Quinton O. King scite author profile

Epidemiological studies have shown a correlation between chronic biomass smoke exposure and increased respiratory infection. Pulmonary macrophages are instrumental in both the innate and the adaptive immune responses to respiratory infection. In the present study, in vitro systems were utilized where alveolar macrophages (AM) and bone marrow-derived macrophages (BMdM) were exposed to concentrated wood smoke-derived particulate matter (WS-PM) and mice were exposed in vivo to either concentrated WS-PM or inhaled WS. In vivo studies demonstrated that WS-exposed mice inoculated with Streptococcus pneumoniae had a higher bacterial load 24 h post-exposure, and corresponding AM were found to have decreased lymphocyte activation activity. Additionally, while classic markers of inflammation (cellular infiltration, total protein, neutrophils) were not affected, there were changes in pulmonary macrophages populations, including significant decreases in macrophages expressing markers of activation in WS-exposed mice.

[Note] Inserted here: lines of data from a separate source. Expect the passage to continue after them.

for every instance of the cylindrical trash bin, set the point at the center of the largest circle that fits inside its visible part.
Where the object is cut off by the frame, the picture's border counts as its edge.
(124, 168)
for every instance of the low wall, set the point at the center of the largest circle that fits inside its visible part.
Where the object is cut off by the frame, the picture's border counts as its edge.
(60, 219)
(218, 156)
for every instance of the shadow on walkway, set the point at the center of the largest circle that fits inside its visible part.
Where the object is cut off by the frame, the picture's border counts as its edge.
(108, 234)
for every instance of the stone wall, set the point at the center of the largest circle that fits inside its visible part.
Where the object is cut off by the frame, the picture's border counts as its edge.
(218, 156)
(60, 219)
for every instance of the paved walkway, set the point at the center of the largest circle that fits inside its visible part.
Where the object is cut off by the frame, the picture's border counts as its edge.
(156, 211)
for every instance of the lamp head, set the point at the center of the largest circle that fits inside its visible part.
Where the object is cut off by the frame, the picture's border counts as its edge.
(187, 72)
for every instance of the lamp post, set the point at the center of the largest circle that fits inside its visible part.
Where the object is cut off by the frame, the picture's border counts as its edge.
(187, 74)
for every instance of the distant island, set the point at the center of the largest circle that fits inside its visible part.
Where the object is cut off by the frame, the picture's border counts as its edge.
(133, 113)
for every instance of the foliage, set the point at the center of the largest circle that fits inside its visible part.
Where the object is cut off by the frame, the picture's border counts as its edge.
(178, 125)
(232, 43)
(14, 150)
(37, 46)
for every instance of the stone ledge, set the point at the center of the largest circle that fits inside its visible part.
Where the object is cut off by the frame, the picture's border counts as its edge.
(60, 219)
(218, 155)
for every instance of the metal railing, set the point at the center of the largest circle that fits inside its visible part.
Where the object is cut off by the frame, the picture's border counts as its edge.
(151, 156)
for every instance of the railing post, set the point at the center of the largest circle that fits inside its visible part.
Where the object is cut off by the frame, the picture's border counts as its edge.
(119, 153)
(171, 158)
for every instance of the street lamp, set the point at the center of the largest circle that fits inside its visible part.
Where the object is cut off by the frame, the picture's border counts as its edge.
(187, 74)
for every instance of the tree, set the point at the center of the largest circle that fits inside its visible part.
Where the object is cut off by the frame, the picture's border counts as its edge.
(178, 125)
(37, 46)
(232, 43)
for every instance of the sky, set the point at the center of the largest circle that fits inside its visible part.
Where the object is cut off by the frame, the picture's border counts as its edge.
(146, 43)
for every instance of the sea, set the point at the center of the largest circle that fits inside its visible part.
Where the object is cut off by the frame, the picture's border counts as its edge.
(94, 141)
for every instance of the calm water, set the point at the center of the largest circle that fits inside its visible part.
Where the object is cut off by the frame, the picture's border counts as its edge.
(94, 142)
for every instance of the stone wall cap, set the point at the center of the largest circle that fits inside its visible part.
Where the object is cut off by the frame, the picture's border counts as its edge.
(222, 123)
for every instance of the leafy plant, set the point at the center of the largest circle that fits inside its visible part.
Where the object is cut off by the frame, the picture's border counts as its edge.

The lymphocyte activation activity of WS-PM-exposed AM was significantly suppressed, but the phagocytic activity appeared unchanged. In an effort to determine a pathway for WS-induced suppression, RelB activation, assessed by nuclear translocation, was observed in AM exposed to either inhaled WS or instilled WS-PM. Finally, an analysis of WS-PM fractions determined the presence of 4–5 polycyclic aromatic hydrocarbons (PAHs), and preliminary work suggests a potential role for these PAHs to alter macrophage functions. These studies show a decreased ability of WS-exposed pulmonary macrophages to effectively mount a defense against infection, the effect lasts at least a week post-exposure, and appears to be mediated via RelB activation.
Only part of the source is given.